Mounting losses seen in the last couple of quarters are mainly due to delays in a few large and critical projects. PLL’s UK subsidiary, Simon Carves Ltd (SCL), after providing for liquidated damages (LD) of Rs160 crore in construction of a bio-ethanol project, posted a loss of Rs400 crore. Meanwhile, delays in the execution of an ONGC contract have led to LDs of Rs65.5 crore, which the firm has not provided for. It hopes to recover the amount as the delays were not from PLL’s end. What’s worse is that the firm has accounted for about Rs240 crore revenue from an ONGC contract, which the latter is yet to accept.
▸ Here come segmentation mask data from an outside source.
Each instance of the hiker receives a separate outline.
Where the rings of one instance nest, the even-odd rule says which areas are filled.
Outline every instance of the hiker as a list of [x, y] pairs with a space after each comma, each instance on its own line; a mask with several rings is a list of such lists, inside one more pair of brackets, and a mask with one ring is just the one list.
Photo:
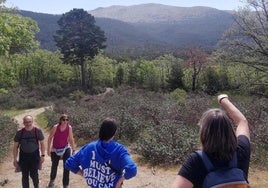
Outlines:
[[116, 121], [106, 118], [100, 126], [99, 139], [83, 146], [65, 163], [67, 169], [83, 176], [90, 188], [120, 188], [124, 180], [137, 174], [137, 166], [125, 146], [113, 140], [116, 130]]
[[44, 135], [40, 128], [33, 125], [32, 116], [26, 115], [23, 118], [23, 124], [24, 127], [18, 130], [14, 137], [13, 165], [17, 172], [21, 171], [22, 173], [23, 188], [29, 188], [29, 175], [34, 188], [38, 188], [38, 168], [45, 160]]
[[[250, 161], [248, 121], [226, 94], [219, 95], [217, 100], [236, 124], [236, 132], [233, 130], [231, 119], [223, 110], [218, 108], [207, 110], [199, 121], [202, 152], [208, 156], [216, 169], [228, 167], [236, 154], [237, 168], [242, 170], [240, 171], [243, 178], [247, 181]], [[197, 152], [193, 152], [183, 163], [171, 188], [203, 187], [207, 174], [202, 157]], [[215, 178], [210, 178], [208, 181], [214, 180]], [[247, 186], [241, 185], [241, 187]]]
[[53, 126], [47, 141], [47, 154], [51, 157], [50, 181], [48, 187], [54, 187], [60, 159], [63, 160], [63, 188], [69, 187], [70, 172], [64, 164], [70, 155], [75, 153], [75, 142], [72, 126], [68, 123], [68, 115], [62, 114], [59, 123]]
Graphic: Yogesh Kumar/Mint
This apart, analysts say the company has been slipping on execution of even some of its road projects in India. Again, PLL has had delays in three of its utilities’ contracts in Libya, which total around Rs1,000 crore. While sources in the company say the delays are from the client’s end, it will in the interim impact revenue booking and profitability.
In fact, the March quarter revenues for PLL at Rs1776 crore were down 45% on a year-on-year basis and about 39% sequentially. The firm posted an operational loss of around Rs515 crore during the quarter too.
Given these factors, it appears that there isn’t much going for PLL. Cost overruns on the ongoing projects could spill over into the next couple of quarters. Perhaps, PLL has not been able to effectively manage its international operations, which, during fiscal 2010 accounted for about 70% of its consolidated revenue of Rs10,874.9 crore.
Working capital requirements have accordingly ballooned, particularly from the second half of fiscal 2010. It is expected to rise further in the first two quarters of the current fiscal. Consolidated debt as of 31 March, 2010 was about Rs4450 crore. Analysts’ consensus is that the company’s debt:equity ratio could rise in the near term to around 1.5, with a possible reduction thereafter.
True, PLL has a strong order book of Rs27,770 crore, which is around 2.6 times its fiscal 2010 revenue. But severe competition in future areas of focus, mainly urban infrastructure, could see pressure on margins. The dismal performance in the last couple of quarters has raised doubts about the company’s execution capabilities. The share has dropped 16% to Rs 115 since its results were announced. Despite being the second largest turnkey engineering company in India with a presence in several countries, the medium term outlook for PLL is far from inspiring.